What does it mean to be “mad?” The most orthodox answer invokes medical model psychiatry, which argues the mad are afflicted with a brain disease that impairs their cognitive functioning and makes their perceptions and behaviours pathological.
The go-to clinical response is a dizzying and often toxic buffet of psychotropic drugs, which are claimed to bear the same relationship to mental illness as insulin does to diabetes. Sometimes other treatment modalities are employed but the powerful products of Big Pharma are too often the only “help” that is offered. And that questionable “help” is often imposed. The allegedly mad are often locked up, electro-shocked and medicated against their will and without informed consent.
Not everyone is convinced that this model is accurate or that any imposed therapy can be helpful. Rogue psychiatrists like Thomas Szasz and R.D. Laing, courageous journalists like Robert Whitaker, feminist scholars like Vancouver’s Dorothy Smith and activist authors like Bonnie Burstow have all made persuasive arguments against orthodox psychiatry and for more attention to the lived experience of psychiatric survivors.
The Routledge International Handbook of Mad Studies is a collection of articles written from many different perspectives, all largely sharing a skeptical and critical attitude toward mainstream medical model psychiatry. The editors have sought out Mad Studies academics and grassroots mental patient’s rights activists, survivors and other activists. They include voices from the global south, including powerful essays from India, Latin America and Africa.
This book represents an important, if uneven achievement. While some of the essays included are predictably marred by their impenetrable academic jargon, others are fierce, lucid and accessible. Local Vancouver author, activist and self-described “escaped lunatic” Irit Shimrat’s Reflections on Survivor Knowledge and Mad Studies is a strong essay totally un-besmirched by jargon and full of wit and justifiable outrage. (Full disclosure. Shimrat is a friend and colleague of mine.)

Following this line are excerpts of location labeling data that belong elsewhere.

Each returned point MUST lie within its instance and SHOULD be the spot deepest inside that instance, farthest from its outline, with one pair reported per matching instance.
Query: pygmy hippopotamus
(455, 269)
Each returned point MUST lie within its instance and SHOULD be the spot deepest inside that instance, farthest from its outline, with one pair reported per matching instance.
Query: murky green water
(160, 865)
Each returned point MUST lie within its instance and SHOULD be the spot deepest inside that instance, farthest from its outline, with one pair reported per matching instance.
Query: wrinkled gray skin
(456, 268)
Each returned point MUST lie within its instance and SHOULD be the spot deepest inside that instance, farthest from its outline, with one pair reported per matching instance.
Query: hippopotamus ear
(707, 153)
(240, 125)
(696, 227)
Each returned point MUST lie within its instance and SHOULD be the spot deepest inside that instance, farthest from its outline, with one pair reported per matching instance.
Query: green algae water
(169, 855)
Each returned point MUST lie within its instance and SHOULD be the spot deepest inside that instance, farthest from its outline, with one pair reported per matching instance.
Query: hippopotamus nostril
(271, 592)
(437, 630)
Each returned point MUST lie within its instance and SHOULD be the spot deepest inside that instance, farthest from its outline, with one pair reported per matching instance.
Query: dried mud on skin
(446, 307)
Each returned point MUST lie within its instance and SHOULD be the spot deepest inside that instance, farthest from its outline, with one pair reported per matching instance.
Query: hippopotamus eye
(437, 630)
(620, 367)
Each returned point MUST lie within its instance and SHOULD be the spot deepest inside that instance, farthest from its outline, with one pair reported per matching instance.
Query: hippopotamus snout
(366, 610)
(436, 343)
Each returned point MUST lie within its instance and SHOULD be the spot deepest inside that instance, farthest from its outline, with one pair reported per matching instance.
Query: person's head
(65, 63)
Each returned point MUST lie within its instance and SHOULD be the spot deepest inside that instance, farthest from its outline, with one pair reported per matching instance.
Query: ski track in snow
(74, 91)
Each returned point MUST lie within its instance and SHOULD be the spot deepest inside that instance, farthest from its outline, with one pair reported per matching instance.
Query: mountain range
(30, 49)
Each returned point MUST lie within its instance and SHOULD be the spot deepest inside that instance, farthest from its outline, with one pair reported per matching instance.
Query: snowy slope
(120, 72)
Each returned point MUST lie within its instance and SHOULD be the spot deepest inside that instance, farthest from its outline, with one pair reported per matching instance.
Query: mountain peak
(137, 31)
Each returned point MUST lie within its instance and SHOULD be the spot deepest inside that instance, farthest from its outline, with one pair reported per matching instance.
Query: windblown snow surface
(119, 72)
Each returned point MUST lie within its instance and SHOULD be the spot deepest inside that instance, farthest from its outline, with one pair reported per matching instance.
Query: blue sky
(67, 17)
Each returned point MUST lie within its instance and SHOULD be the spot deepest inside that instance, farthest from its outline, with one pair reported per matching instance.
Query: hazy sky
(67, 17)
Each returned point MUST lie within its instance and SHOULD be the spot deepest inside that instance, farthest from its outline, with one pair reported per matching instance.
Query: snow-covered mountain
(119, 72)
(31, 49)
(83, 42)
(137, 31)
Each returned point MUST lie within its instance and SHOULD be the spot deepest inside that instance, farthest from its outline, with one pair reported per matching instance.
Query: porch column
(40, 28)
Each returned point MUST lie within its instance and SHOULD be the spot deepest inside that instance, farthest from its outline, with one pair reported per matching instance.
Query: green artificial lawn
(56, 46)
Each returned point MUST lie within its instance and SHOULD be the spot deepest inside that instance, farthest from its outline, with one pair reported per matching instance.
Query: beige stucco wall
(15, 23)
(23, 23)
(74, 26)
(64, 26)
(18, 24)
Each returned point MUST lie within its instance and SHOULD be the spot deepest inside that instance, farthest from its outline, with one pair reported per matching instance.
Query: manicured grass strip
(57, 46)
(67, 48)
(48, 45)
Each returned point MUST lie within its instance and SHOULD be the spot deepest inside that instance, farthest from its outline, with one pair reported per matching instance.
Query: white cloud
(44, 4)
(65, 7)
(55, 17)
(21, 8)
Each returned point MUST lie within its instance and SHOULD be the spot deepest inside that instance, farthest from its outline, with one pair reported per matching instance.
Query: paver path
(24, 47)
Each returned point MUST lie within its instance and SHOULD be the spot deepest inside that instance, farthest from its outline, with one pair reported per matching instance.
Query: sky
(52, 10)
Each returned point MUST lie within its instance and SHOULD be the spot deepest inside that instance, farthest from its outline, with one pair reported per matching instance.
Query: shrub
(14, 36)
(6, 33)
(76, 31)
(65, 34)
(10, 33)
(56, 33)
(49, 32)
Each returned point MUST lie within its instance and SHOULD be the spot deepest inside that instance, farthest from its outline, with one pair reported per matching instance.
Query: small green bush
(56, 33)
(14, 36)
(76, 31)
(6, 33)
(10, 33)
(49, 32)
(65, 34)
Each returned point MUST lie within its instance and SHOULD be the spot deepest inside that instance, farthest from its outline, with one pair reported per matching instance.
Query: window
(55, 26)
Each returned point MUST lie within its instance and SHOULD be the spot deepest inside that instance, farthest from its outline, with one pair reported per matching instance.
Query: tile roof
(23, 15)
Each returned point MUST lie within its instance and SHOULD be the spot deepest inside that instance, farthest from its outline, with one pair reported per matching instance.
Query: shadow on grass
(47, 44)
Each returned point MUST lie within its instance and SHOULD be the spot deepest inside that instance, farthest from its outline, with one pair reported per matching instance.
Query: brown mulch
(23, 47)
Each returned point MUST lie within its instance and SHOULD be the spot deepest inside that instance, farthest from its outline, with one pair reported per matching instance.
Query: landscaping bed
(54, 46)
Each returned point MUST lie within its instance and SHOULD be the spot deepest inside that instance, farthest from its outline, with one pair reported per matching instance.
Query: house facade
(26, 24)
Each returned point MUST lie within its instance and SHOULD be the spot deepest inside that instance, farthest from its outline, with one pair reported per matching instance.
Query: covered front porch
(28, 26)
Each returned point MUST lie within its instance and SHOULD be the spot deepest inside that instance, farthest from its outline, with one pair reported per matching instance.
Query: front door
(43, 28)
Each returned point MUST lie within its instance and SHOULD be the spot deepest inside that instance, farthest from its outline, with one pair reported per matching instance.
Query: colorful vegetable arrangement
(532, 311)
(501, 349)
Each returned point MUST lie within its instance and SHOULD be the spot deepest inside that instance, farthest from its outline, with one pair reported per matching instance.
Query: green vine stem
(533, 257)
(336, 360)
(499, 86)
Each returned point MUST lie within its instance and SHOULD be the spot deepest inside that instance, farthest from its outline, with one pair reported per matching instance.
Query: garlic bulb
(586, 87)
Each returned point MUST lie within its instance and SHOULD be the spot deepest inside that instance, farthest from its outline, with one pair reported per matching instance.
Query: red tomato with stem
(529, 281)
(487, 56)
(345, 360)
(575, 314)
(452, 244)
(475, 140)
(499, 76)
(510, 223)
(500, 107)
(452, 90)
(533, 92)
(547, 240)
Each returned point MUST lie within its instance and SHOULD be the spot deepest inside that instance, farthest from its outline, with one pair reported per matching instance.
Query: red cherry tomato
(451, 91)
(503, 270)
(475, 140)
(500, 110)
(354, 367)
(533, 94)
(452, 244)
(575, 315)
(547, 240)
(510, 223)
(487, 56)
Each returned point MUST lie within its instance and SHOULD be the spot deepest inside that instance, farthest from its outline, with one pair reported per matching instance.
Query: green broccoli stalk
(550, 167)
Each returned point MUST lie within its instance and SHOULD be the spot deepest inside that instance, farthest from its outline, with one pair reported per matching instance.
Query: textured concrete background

In Canada, to our national shame, around 15,000 electroshock treatments, often coerced, are performed every year. And while Canada is a signatory to the United Nations Convention on the Rights of Persons with Disabilities, this country has failed to implement one of its most important clauses, the one that calls for an end to involuntary psychiatric confinement and drugging.
For more on this compelling human rights issue, consult the Mad in Canada website here.
This is an important book. Highly recommended.